On Windows, using the "-list-thread-groups --available" GDB/MI command
before an inferior is being debugged:
% gdb -q -i=mi
=thread-group-added,id="i1"
=cmd-param-changed,param="auto-load safe-path",value="/"
(gdb)
-list-thread-groups --available
Segmentation fault
Ooops!
The SEGV happens because the -list-thread-groups --available command
triggers a windows_nat_target::xfer_partial call for a TARGET_OBJECT_OSDATA
object. Until a program is being debugged, the target_ops layer that
gets the call is the Windows "native" layer. Except for a couple of
specific objects (TARGET_OBJECT_MEMORY and TARGET_OBJECT_LIBRARIES),
this layer's xfer_partial method delegates the xfer of other objects
to the target beneath:
default:
return beneath->xfer_partial (object, annex,
readbuf, writebuf, offset, len,
xfered_len);
Unfortunately, there is no "beneath layer" in this case, so
beneath is NULL and dereferencing it leads to the SEGV.

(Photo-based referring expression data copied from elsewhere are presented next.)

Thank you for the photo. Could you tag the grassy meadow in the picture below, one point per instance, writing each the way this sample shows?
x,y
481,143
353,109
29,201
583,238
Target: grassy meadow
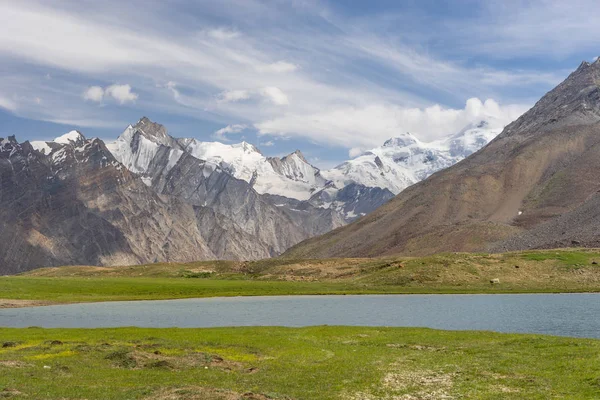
x,y
550,271
346,363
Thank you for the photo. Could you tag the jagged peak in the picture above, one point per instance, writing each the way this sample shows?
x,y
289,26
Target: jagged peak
x,y
151,130
247,147
72,137
298,154
12,140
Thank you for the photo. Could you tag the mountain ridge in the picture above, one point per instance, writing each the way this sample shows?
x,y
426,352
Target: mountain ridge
x,y
540,167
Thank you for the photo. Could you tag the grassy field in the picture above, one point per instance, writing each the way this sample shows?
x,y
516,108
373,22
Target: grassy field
x,y
522,272
344,363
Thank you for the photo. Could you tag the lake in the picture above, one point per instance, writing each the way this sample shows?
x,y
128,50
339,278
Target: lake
x,y
576,315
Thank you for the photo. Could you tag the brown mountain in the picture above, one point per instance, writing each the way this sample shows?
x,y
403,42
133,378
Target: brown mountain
x,y
531,187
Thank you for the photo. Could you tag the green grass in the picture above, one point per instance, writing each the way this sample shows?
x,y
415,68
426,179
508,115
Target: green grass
x,y
284,363
552,271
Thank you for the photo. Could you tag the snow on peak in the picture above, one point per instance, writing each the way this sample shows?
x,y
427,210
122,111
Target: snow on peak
x,y
73,137
403,140
404,160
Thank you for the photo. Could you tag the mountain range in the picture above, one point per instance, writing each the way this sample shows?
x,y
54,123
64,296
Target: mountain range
x,y
533,186
150,197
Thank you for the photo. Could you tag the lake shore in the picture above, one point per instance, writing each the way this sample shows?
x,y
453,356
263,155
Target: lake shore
x,y
548,271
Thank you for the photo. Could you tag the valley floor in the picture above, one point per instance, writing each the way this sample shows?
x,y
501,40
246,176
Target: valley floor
x,y
549,271
345,363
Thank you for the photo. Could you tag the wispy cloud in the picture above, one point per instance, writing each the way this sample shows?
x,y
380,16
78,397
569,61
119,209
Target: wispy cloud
x,y
222,133
298,69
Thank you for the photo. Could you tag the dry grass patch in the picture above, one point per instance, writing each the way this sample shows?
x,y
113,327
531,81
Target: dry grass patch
x,y
201,393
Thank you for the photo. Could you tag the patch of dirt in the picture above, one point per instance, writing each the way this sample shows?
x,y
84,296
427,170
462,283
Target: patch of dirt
x,y
402,380
8,393
136,359
415,347
13,364
201,393
6,303
421,385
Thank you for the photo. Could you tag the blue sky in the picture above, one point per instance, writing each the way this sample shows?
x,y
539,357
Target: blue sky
x,y
327,77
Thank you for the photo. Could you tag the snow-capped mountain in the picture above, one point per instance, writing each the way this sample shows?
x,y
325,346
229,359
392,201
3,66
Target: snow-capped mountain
x,y
352,189
405,160
291,176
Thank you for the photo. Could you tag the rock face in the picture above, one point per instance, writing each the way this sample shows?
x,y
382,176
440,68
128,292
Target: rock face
x,y
78,205
241,223
529,187
149,197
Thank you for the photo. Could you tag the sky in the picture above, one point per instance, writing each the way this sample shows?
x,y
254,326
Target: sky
x,y
331,78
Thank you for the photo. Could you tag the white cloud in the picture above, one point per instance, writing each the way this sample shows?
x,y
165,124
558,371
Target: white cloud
x,y
233,96
364,127
279,67
229,129
223,34
7,104
389,88
121,93
355,152
275,95
94,93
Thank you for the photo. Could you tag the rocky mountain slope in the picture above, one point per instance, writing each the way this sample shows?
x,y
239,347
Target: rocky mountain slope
x,y
171,167
539,175
151,197
78,205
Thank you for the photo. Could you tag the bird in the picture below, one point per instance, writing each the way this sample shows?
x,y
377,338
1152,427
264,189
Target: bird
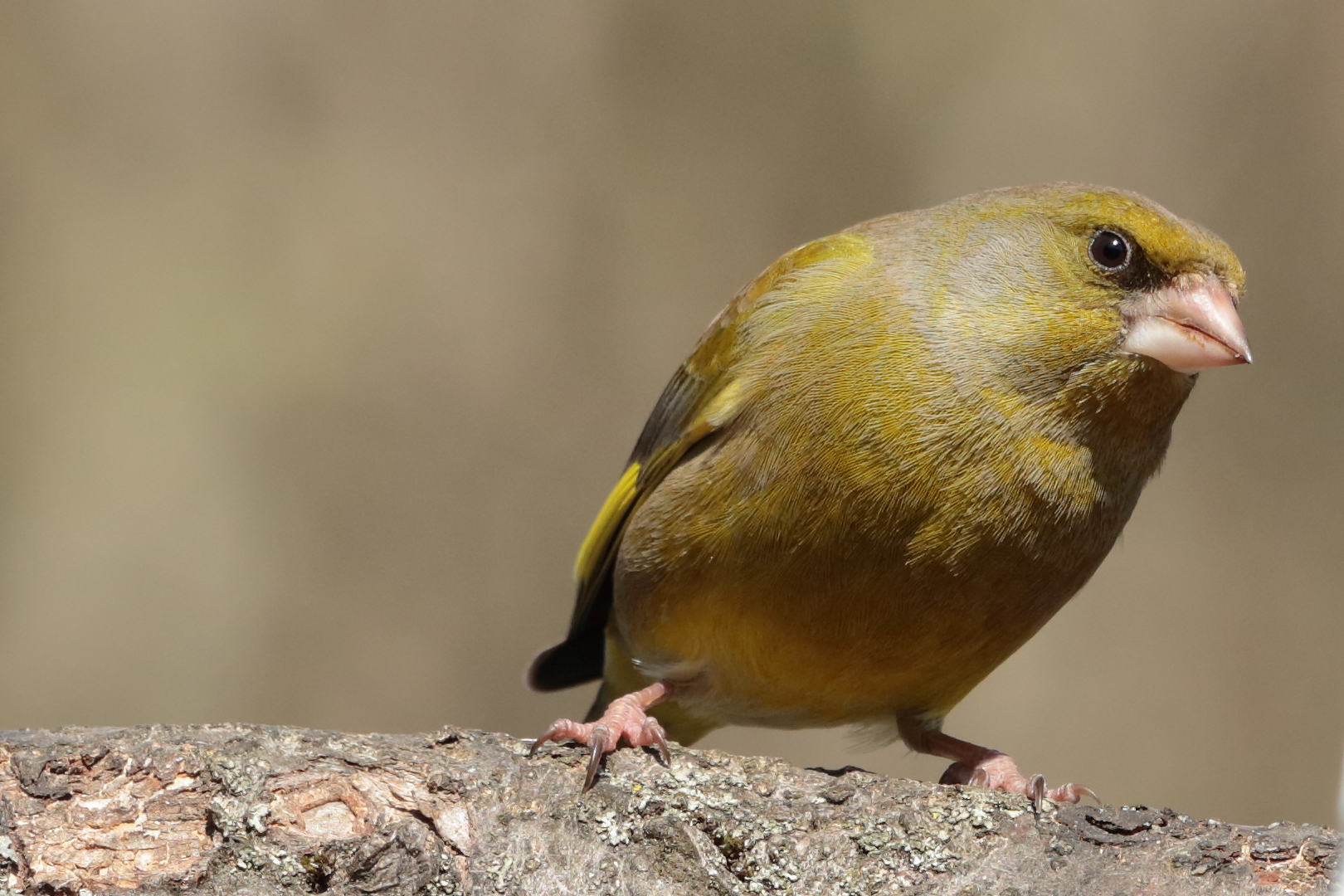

This patch fixes the issue by checking beneath before trying
to delegate the request.
gdb/ChangeLog:
* windows-nat.c (windows_nat_target::xfer_partial): Return
TARGET_XFER_E_IO if we need to delegate to the target beneath
but BENEATH is NULL.
gdb/testsuite/ChangeLog:
* gdb.mi/list-thread-groups-no-inferior.exp: New testcase.